By Kiply Lukan Yaworski, Catholic Saskatoon News
Anglican Bishop Chris Harper called for a deeper focus on praying for Christian unity during his homily at an opening service for the 2020 Week of Prayer for Christian Unity in Saskatoon, held at Knox United Church on a cold Sunday afternoon Jan. 19.
Week of Prayer for Christian Unity in Saskatoon: DETAILS
“The week for Christian unity begins — but what does that mean for us as Christians, especially in a world with such division?” asked Bishop Harper as he began his reflection following proclamation of a scripture reading about Paul’s ship being besieged by a storm in Acts 27:18-19 and the parable of the pharisee and the tax collector praying in the temple from Luke 18:9-14.
“There are so many ways that we put up fences and borders, seen and imaginary,” he said.

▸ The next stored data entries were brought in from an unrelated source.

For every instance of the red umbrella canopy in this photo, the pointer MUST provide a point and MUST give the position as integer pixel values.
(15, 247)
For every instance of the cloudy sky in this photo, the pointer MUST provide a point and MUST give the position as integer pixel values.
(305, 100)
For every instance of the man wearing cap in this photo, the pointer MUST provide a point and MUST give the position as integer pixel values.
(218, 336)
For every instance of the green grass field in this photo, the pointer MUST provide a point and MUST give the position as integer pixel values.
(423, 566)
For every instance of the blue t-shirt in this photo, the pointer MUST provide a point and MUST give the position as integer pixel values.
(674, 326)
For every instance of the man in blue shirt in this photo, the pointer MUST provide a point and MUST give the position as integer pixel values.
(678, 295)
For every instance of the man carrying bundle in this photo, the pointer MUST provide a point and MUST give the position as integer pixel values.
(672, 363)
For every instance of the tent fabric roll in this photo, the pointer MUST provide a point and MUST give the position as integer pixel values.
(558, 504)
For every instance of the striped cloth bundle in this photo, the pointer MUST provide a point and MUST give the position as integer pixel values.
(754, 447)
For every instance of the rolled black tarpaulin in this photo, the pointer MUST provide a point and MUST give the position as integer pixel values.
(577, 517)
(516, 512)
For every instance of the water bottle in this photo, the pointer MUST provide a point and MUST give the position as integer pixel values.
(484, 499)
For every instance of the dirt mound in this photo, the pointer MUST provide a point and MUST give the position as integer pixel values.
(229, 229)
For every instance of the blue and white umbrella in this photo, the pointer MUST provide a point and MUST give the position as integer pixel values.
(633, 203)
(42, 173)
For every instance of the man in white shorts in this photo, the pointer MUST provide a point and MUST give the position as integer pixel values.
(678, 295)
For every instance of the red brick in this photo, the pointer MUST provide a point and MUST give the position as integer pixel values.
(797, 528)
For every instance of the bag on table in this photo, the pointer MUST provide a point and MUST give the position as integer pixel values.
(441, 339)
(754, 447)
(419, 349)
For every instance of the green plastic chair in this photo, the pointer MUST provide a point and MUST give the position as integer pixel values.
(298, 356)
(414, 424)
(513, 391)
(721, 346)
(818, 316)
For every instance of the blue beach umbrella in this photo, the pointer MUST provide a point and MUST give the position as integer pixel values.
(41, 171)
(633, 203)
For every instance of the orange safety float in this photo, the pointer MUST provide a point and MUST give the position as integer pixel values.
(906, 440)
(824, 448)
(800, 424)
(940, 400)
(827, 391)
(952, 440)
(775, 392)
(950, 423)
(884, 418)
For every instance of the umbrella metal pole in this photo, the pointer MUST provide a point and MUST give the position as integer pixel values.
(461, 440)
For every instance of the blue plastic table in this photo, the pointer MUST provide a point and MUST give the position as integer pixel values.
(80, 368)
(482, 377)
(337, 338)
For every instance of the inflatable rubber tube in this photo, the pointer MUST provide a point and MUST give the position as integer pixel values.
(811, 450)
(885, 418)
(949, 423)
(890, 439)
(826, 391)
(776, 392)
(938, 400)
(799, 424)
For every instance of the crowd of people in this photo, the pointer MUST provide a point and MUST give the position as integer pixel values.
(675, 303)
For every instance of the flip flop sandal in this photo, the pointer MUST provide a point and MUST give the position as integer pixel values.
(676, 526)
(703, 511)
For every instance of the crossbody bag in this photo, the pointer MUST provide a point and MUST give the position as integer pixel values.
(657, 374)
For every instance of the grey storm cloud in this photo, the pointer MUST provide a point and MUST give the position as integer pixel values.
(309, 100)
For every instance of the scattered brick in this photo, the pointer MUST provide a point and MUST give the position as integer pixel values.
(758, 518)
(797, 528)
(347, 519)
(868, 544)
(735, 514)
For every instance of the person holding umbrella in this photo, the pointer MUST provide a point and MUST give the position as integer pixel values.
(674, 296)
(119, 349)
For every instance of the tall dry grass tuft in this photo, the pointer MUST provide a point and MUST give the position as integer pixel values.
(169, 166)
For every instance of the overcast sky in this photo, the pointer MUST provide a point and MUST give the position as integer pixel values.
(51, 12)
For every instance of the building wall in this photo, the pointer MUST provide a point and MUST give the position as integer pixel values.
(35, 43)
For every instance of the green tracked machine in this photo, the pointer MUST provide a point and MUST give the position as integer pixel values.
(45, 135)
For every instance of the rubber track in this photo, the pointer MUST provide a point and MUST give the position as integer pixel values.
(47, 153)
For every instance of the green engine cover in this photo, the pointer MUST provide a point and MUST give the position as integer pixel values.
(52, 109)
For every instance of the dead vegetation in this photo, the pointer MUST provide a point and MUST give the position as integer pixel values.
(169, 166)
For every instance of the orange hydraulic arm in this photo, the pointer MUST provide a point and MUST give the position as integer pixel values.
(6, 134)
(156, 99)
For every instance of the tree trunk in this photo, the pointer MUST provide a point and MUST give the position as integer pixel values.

Harper also described the great blessing of gathering as brothers and sisters in Christ for the first Week of Prayer for Christian Unity since he became the bishop of the Anglican Diocese of Saskatoon.
“How important it is that we step out today from beyond those borders.”
Often our prayer is a response to being in a difficult or dangerous spot — such as the storm and the sinking ship facing Paul in the reading from acts — but Christians are being called to “raise their voices as one in prayer in support and love and blessing of each other” at all times and in all conditions, he said.
“Do we need to be driven down to our knees in times of desperation …when something bad is going to happen?” he challenged, encouraging prayer as the first course of action at all times. “And can we start as Christians, as a gathering of believers in Christ, and come back to the basics of things?”
The bishop observed that when we are asked “what is your faith?” we often respond by naming our particular denomination, rather than beginning with the first and most basic truth: “I am a Christian.”
Naming our Christian identity first helps us to avoid an “us and them” position, he said.
“Let us first and foremost state that ‘I am Christian’ and to respect each other for our differences, and to respect each other for our ministries, and still be able to walk together ecumenically and as one in the Body of Christ.”
During the opening service for the Week of Prayer for Christian Unity, Mary Nordick, Chair of the Prairie Centre for Ecumenism, provided words of welcoming for the gathering, along with Rev. Brian Maitland, pastor of the hosting community of Knox United Church.
Prayers during the service included material prepared by Christians in Malta, the site of Paul’s shipwreck, where he the kindest mentioned in the theme for this year’s Week of Prayer: “They showed us unusual kindness (Acts: 28-2).”
“In the face of our difference and distance, God, call us back to the core of what we believe and what Jesus teaches — to love the stranger, to overthrow the walls of division, to rest firmly in relationship with You and therefore with each other,” the assembly prayed together. “Help us to live as sisters and brothers in faith, welcoming everyone in Your name, sharing with each other the joy of being Your people, made in Your image, yearning to be fully disciples of Jesus.”
The Week of Prayer for Christian Unity continues in Saskatoon until Jan. 26, with 8 a.m. services in different churches each week, and with special events including a hymn-singing evening “Singing into Unity” 7:30 pm Tuesday, Jan. 21 at St Stephen’s Anglican Church, 10 Grosvenor Crescent, Saskatoon; a prayer service and luncheon 12:00 pm Thursday, Jan. 23 at Queen’s House, 601 Taylor Street West, Saskatoon; and an Ecumenical Ceilidh (social event with music) 7:30 pm Friday, Jan. 24 at Christ Church Anglican, 515 28th Street West, Saskatoon.
The closing service for the Week of Prayer for Christian Unity will be held at 3:00 pm Sunday, Jan. 26 at St Philip Neri Roman Catholic Church, 1902 Munroe Avenue (at Taylor Street East), Saskatoon.